Timing the initiation of multiple myeloma

Article Open access 21 April 2020

Functional dissection of inherited non-coding variation influencing multiple myeloma risk

Article Open access 10 January 2022

The mutagenic impact of melphalan in multiple myeloma

Article 19 May 2021

Introduction

Cancers have variable numbers of somatic mutations that have accumulated during the life history of the tumors as a consequence of diverse cellular processes, including defective DNA replication or DNA repair, and exposure to endogenous or exogenous DNA-damaging agents^1,2. Each of these processes results in mutational signatures, which serve as proxy for the cellular processes that have gone amiss. Mathematical deconvolution³ of these mutational signatures in large pan-cancer series has revealed multiple distinct signatures¹, several of which are associated with known etiologies, but many remain unexplained^1,4,5. Hence, studying the mutational signatures of cancers provides a mechanism for gaining insight into the etiological basis of tumor development.

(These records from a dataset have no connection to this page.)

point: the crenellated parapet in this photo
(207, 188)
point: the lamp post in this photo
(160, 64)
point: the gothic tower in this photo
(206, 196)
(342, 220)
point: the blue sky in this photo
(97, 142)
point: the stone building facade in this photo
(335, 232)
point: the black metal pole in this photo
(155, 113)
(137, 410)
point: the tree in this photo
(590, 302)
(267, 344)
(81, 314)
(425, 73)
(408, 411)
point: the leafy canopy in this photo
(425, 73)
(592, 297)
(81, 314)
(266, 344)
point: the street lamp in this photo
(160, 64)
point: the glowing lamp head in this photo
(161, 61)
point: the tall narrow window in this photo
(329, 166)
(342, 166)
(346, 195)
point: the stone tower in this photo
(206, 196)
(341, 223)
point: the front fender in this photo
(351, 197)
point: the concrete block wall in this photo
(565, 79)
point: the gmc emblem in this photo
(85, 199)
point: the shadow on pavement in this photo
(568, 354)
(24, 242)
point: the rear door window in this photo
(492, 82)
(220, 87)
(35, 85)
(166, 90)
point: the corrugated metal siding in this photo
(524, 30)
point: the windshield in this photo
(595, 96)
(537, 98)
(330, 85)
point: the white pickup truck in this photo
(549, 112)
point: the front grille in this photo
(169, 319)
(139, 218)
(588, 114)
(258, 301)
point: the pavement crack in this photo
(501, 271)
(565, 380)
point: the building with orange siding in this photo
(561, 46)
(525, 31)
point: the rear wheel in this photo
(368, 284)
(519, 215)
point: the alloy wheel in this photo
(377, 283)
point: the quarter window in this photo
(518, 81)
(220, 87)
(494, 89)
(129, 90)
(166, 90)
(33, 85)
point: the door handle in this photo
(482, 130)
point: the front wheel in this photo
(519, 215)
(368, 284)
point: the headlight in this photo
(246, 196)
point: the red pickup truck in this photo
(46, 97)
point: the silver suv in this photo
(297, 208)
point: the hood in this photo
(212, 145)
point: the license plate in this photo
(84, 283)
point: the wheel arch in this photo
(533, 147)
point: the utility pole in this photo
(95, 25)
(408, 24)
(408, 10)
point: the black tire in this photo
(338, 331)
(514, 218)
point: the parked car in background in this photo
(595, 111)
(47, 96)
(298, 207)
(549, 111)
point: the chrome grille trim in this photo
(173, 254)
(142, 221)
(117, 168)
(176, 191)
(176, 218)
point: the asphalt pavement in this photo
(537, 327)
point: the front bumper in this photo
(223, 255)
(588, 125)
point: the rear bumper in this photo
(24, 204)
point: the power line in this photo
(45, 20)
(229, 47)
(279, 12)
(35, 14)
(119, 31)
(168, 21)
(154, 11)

Multiple myeloma (MM) is an incurable malignancy of plasma cells whose pathogenesis is only partially understood⁶. Approximately 40% of MM tumors harbor chromosome translocations leading to over-expression of oncogenes (including CCND1, CCND3, MAF, MAFB, WHSC1/MMSET, and FGFR3) through juxtaposition to the immunoglobulin heavy-chain locus⁶. Other tumors exhibit hyperdiploidy (HD), which is also considered to be an important initiating event⁶. Whole-exome sequencing (WES) and whole-genome sequencing (WGS) studies have so far identified over 40 driver genes that are recurrently altered in MM^6,7,8,9,10. However, the molecular mechanisms giving rise to these mutations are yet to be fully elucidated.

Here we report a comprehensive analysis of the mutation signatures of over 800 MM genomes. We identify major mutational signatures in MM reflective of three known principle mutational processes: aging^1,11,12, DNA repair deficiency^1,12–17, and activation-induced deaminase (AID)/apolipoprotein B editing complex (APOBEC) activity (signature 2, 9, and 13)^1,13,18,19. These mutational signatures show subgroup specificity and are reflective of the molecular mechanisms involved in tumorigenesis. Additionally, we show that information on mutational signatures beyond that associated with APOBEC has relevance to predicting patient prognosis and defining high-risk MM.

Results

Genome sequencing of multiple myeloma

To examine the diversity of mutational signatures, we analyzed overlapping WGS and WES data on 850 and 874 MM tumor-normal pairs, respectively, generated by the Relating Clinical Outcomes in Multiple Myeloma to Personal Assessment of Genetic Profile Study (CoMMpass, IA10 release). The frequency of the MM major subgroups—HD, t(11;14), t(4;14), t(14;16), t(14;20), and t(8;14) MYC translocation—is similar to other unselected series of patients who have been reported⁶ (Supplementary Table 1). We used the high-coverage WES data (120–150×, 136,074 single-nucleotide variants [SNVs]) to analyze coding regions and the low-coverage WGS data (6–12×, 1,348,881 SNVs and 44,155 structural variants [SVs]) to provide genome-wide insights into clonal mutations associated with early processes underlying tumorigenesis^7,20.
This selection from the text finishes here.